After obtaining the surgical vectors for each surgeon, we used the Levenshtein distance to measure the surgical similarity between surgeons and applied hierarchical clustering to divide all surgeons into two major categories. The Levenshtein distance is a measure of the minimum number of single-character edits (insertions, deletions, or substitutions) required to change one string into another, commonly used to quantify the similarity between two sequences. Hierarchical clustering is a method that builds nested clusters by successively merging or splitting existing clusters based on distance metrics, resulting in a tree-like structure called a dendrogram. Through these method, we were able to identify surgeons with similar surgical preferences. In this study, we used Python 3.12.3 and called the scikit-learn library (version 1.5.2) to implement this process.

2.5 Machine learning prediction

We designed Support Vector Machine (SVM) to learn from each category of surgeons (2733). To enhance the SVM’s ability to understand complex data, we introduced the radial basis kernel function. We optimized the penalty parameter (C) and kernel parameters using grid search combined with five-fold cross-validation. The optimal configuration was C = 100 with a radial basis kernel, which achieved the highest validation AUC and was subsequently adopted for testing. The same parameter-tuning strategy was applied to Random Forest and XGBoost for fair comparison. Besides, we also selected XGBoost and Random Forest for comparison (1722). Through this approach, we can specifically learn the surgical features of surgeons with similar surgical preferences. In the experiment, we used Python 3.12.3 and called the scikit-learn library (version 1.5.2) to implement these process.

3 Results

In summary, the main findings of this study were that most extractions were completed within 20 min, clustering analysis effectively distinguished inexperienced from experienced residents, and the proposed decoupling SVM model achieved the highest predictive performance with an accuracy of 80% and an AUC of 0.85. In addition, learning curve analysis suggested that residents typically required about 8 months of practice to become proficient, with crown resistance, impaction type, mouth opening, and gender identified as the key factors influencing surgical difficulty.

3.1 Basic statistical analysis

We conducted a basic statistical analysis of the 419 surgical records, and the results are shown in Table 1. Based on the distribution of surgical duration, we found that 25.24% of surgeries were completed within 10 min (600 s), while 76.21% were completed within 20 min (1,200 s). For ease of calculation, we set the first quartile at 600 s and the third quartile at 1200 s. Combining clinical expertise, we classified cases into three difficulty levels: Class 1: Surgeries completed in under 10 min. Class 2: Surgeries taking 10 to 20 min. Class 3: Surgeries exceeding 20 min. Additionally, to account for variations among different surgeons, we first normalized the surgical duration for each surgeon based on their recorded operation times. In this experiment, we divided the dataset into a training set and a test set in a 4:1 ratio.

Table 1
www.frontiersin.org

Table 1. Baseline surgical characteristics.

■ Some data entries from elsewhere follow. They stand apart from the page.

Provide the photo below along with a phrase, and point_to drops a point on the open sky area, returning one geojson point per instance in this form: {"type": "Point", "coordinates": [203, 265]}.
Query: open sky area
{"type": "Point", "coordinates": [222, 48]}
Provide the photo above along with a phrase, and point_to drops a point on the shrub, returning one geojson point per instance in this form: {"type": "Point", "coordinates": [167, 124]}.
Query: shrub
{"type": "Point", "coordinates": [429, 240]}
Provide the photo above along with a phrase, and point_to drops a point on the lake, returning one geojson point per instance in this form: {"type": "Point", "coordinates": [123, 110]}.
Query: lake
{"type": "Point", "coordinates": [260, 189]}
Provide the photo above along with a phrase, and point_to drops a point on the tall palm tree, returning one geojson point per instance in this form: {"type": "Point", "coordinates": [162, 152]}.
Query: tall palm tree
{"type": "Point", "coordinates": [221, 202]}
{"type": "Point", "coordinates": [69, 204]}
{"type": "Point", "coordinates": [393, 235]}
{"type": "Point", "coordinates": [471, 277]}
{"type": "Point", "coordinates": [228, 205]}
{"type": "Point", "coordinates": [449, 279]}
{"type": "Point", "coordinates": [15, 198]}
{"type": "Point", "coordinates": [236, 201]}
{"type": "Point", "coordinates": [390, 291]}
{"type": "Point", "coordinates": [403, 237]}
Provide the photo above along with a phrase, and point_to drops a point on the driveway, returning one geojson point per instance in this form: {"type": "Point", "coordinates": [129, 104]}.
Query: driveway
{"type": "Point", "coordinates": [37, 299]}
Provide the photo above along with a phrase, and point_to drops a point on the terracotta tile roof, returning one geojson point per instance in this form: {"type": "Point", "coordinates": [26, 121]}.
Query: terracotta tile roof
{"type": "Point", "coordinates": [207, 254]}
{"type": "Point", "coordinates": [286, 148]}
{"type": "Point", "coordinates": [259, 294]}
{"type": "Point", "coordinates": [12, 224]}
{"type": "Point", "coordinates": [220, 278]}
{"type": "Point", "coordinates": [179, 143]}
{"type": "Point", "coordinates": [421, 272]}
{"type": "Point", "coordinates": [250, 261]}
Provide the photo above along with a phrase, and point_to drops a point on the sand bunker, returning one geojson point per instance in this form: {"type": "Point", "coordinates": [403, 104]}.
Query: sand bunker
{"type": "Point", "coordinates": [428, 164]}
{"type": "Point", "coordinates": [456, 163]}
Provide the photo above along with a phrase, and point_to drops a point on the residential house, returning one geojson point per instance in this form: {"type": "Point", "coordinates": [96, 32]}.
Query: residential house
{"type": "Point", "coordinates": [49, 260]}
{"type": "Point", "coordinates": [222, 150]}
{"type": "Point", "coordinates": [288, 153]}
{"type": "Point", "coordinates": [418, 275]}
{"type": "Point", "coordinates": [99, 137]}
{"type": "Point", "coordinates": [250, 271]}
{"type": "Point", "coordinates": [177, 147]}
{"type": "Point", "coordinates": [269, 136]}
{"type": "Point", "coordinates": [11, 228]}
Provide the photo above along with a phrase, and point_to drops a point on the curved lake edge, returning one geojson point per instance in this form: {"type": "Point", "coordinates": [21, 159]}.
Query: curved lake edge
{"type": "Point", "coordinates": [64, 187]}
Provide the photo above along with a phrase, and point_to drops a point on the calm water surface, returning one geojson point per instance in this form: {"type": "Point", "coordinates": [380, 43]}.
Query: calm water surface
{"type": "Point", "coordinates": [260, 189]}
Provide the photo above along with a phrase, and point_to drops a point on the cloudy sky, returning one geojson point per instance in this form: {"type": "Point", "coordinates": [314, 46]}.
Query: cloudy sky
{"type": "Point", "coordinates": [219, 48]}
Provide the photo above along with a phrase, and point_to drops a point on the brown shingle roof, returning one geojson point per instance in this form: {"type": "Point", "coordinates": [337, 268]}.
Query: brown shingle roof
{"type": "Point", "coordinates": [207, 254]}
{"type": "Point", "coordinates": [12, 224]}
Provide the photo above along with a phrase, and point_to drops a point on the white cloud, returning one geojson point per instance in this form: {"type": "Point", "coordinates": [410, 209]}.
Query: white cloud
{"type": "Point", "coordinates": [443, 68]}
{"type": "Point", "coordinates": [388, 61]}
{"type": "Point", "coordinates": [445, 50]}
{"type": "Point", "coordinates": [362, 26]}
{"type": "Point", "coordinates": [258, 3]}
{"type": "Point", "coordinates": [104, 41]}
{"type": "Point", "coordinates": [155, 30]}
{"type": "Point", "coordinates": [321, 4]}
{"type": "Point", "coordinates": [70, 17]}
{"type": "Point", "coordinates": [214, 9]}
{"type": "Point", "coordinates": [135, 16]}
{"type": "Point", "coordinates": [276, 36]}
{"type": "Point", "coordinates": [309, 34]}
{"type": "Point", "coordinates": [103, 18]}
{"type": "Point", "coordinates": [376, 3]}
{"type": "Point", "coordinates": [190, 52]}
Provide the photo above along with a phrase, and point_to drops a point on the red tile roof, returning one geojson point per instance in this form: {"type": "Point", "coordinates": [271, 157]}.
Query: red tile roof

The specific surgical qualifications of each surgeon are shown in Table 2, which presents the surgical experience, average surgical time and standard deviation, longest surgical duration, and shortest surgical duration of each surgeon (Unit: seconds).

Table 2
www.frontiersin.org

Table 2. The specific surgical qualifications of each surgeon.

3.2 The performance of different clustering algorithms and machine learning methods in the classification of oral surgery difficulty

First, we calculated the surgical preference sequence labels for all the surgeons based on the LASSO parameter trajectory method we proposed, as shown on the left side of Figure 2. Each label reflects the surgical preferences of the corresponding surgeon to some extent. Subsequently, we applied hierarchical clustering to these surgical preference sequence labels, using the Levenshtein distance to measure the similarity between sequences, as shown on the right side of Figure 2. The experimental results indicate that the surgical behaviors of surgeons no. 1, 2, 3, 4, and 7 are relatively similar, while those of surgeons no. 5, 6, 8, and 9 are relatively similar. Therefore, we conclude that the surgeons can be divided into two major groups: the first group includes surgeons no. 1, 2, 3, 4, and 7, and the second group includes surgeons no. 5, 6, 8, and 9.

Figure 2
Hierarchical cluster analysis heatmap displaying various parameters such as opening, resistance, width, morphology, and others for different doctors labeled Dr.1 to Dr.9. Color gradients represent value intensities.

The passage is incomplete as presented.